You can **calculate vector distances in parallel** by using SciPy distance functions and threads.

In this tutorial, you will discover how to calculate vector distances between numpy arrays in parallel using threads.

Let’s get started.

Table of Contents

## Need Parallel Vector Distance Calculation

A vector is an array of numbers.

A common operation with vectors is to calculate the distance between two vectors.

Common distance calculations include Euclidean distance, Minkowski distance, and Cosine distance.

Distance calculations can be calculated using SciPy functions in the **scipy.spatial.distance** module, such as:

**spatial.distance.euclidean()**: Euclidean distance.**scipy.spatial.distance.minkowski()**: Minkowski distance.**scipy.spatial.distance.cosine()**: Cosine distance.

We may need to calculate the distance between vectors as part of many linear algebra operations, such as in machine learning applications in algorithms such as k-nearest neighbors (knn) and in collaborative filtering systems for making recommendations.

In these applications, we may need to calculate the distance between many thousands or millions of vectors.

As such, vector distance calculations need to be performed fast.

**How can we calculate vector distances in parallel and make best use of available hardware?**

Run your loops using all CPUs, download my FREE book to learn how.

## How to Calculate Vector Distances in Parallel with Threads

Vector distance calculations between numpy arrays using SciPy functions can be performed in parallel.

This can be achieved using threads.

The reference Python interpreter CPython uses a lock to prevent more than one thread from running at a time. This is to ensure that the internal state of the Python interpreter is thread-safe, avoiding race conditions.

This lock is called the global interpreter lock or GIL and it prevents true parallelism with Python threads. The exception is when the lock is released when it is known that the thread will not be interacting with the internals of the Python interpreter, such as when blocking during I/O, and when calling a third-party library.

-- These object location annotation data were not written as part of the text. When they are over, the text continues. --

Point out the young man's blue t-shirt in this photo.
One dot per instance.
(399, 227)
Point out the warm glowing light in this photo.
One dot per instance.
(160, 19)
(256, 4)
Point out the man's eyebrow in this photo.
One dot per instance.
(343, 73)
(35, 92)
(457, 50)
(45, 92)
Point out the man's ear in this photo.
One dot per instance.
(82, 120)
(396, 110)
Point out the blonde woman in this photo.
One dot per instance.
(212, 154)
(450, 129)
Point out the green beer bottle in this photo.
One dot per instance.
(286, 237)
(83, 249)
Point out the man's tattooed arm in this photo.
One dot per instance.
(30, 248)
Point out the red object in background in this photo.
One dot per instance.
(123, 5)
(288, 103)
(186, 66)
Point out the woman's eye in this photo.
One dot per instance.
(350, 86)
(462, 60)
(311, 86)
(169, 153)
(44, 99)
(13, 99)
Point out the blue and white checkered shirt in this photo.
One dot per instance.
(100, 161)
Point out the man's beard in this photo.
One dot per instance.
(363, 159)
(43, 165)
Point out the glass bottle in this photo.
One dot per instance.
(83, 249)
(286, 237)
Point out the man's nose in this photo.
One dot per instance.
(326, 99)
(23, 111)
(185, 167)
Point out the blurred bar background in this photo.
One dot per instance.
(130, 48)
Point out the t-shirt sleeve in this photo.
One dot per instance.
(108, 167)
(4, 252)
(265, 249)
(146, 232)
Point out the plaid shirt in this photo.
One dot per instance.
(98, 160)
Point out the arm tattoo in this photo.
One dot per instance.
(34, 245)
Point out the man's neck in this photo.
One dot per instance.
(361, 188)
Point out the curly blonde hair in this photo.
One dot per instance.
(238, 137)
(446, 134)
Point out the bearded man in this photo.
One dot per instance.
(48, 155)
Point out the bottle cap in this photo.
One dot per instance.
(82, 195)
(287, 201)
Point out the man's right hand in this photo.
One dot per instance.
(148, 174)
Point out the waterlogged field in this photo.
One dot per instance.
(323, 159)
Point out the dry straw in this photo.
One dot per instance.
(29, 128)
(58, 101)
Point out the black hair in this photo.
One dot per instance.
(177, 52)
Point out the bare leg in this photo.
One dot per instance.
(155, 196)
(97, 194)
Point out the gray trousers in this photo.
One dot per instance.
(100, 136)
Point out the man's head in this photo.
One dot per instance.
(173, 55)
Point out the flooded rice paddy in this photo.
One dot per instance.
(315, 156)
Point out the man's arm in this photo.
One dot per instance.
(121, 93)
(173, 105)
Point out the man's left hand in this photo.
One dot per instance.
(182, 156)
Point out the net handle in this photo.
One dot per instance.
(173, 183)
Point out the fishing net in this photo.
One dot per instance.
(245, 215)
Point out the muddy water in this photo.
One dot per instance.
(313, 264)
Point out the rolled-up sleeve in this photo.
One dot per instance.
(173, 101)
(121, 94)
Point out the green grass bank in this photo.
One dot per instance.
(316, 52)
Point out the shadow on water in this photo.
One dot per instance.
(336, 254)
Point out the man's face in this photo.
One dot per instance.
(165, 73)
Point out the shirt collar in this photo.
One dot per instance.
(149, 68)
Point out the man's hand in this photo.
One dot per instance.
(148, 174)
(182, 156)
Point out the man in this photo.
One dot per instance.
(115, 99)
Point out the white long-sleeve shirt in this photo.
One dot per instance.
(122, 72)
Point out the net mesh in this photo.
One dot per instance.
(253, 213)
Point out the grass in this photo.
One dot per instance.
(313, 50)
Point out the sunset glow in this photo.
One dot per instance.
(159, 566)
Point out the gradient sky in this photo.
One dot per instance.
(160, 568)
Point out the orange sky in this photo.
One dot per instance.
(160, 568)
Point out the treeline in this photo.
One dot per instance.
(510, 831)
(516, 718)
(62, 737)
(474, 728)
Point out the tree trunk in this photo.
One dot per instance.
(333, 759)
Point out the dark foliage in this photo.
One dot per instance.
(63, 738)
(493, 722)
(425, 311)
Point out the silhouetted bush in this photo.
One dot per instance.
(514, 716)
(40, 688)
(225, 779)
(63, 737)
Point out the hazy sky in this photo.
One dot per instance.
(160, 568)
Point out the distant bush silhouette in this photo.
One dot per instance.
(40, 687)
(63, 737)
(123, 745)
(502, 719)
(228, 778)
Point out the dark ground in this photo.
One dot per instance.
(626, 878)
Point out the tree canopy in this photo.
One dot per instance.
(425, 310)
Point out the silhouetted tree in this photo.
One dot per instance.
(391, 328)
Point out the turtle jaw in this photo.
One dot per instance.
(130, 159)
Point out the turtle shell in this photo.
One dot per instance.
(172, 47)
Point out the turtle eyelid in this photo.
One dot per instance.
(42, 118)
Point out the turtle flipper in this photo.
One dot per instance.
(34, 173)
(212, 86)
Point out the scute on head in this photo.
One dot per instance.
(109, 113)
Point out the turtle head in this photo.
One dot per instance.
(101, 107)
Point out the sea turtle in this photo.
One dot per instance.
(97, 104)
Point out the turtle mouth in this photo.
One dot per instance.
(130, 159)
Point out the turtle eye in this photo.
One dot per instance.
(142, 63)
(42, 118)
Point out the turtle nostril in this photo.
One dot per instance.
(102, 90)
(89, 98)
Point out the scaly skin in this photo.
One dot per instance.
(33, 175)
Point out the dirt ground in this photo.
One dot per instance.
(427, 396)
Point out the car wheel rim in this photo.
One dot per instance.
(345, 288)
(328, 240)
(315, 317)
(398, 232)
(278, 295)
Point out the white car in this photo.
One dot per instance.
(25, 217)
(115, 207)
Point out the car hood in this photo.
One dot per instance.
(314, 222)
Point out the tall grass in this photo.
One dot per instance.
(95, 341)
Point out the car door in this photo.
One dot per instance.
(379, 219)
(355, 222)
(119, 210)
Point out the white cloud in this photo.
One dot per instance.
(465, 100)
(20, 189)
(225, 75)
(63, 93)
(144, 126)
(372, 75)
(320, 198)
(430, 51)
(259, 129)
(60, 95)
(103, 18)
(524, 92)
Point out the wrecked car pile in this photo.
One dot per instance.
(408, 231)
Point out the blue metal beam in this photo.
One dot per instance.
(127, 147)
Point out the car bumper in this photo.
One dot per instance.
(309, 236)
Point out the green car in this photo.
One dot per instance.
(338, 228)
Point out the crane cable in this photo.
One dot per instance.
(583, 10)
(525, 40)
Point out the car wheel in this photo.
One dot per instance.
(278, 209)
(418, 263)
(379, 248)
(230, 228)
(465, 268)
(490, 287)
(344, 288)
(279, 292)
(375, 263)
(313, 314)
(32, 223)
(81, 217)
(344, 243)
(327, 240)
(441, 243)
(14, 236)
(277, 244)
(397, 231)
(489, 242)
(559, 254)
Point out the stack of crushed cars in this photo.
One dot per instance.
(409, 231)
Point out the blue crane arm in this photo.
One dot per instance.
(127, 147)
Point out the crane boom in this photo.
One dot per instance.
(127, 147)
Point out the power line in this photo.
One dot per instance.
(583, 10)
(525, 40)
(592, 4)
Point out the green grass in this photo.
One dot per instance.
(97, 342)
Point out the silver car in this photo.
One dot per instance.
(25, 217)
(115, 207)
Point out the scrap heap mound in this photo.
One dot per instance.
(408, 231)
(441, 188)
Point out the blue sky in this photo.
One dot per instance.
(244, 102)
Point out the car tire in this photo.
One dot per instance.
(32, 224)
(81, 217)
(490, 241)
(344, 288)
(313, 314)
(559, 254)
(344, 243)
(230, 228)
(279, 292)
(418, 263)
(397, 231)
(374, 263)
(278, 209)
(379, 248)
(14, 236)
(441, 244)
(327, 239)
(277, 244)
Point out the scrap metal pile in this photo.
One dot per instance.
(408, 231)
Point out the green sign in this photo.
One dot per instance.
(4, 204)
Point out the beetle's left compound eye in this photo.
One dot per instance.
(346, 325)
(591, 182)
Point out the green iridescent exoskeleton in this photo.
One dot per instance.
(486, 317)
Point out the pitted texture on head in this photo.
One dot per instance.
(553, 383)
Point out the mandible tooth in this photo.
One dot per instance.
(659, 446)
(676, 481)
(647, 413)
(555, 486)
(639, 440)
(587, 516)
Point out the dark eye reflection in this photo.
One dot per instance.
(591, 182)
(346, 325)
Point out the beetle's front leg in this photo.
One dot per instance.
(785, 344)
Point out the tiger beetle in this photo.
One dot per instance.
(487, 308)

Many numpy and SciPy functions on numpy arrays are performed using an underlying C-API. Because these operations are CPU intensive and executed in an external library, most of these functions will release the global interpreter lock.

You can learn more about numpy releasing the GIL in the tutorial:

The SciPy distance functions release the GIL. As such, we can use threads to execute vector distance calculations between numpy arrays in parallel.

The Python standard library provides the **multiprocessing.pool.ThreadPool** class that can be used to create and manage a pool of worker threads.

A ThreadPool instance can be created and configured with one worker per physical CPU in the system.

For example:

1 2 3 4 |
... # create the thread pool with ThreadPool(4) as pool: # ... |

You can learn more about configuring the number of workers in the **ThreadPool** in the tutorial:

We can define a function to execute with thread workers and issue it to the thread pool.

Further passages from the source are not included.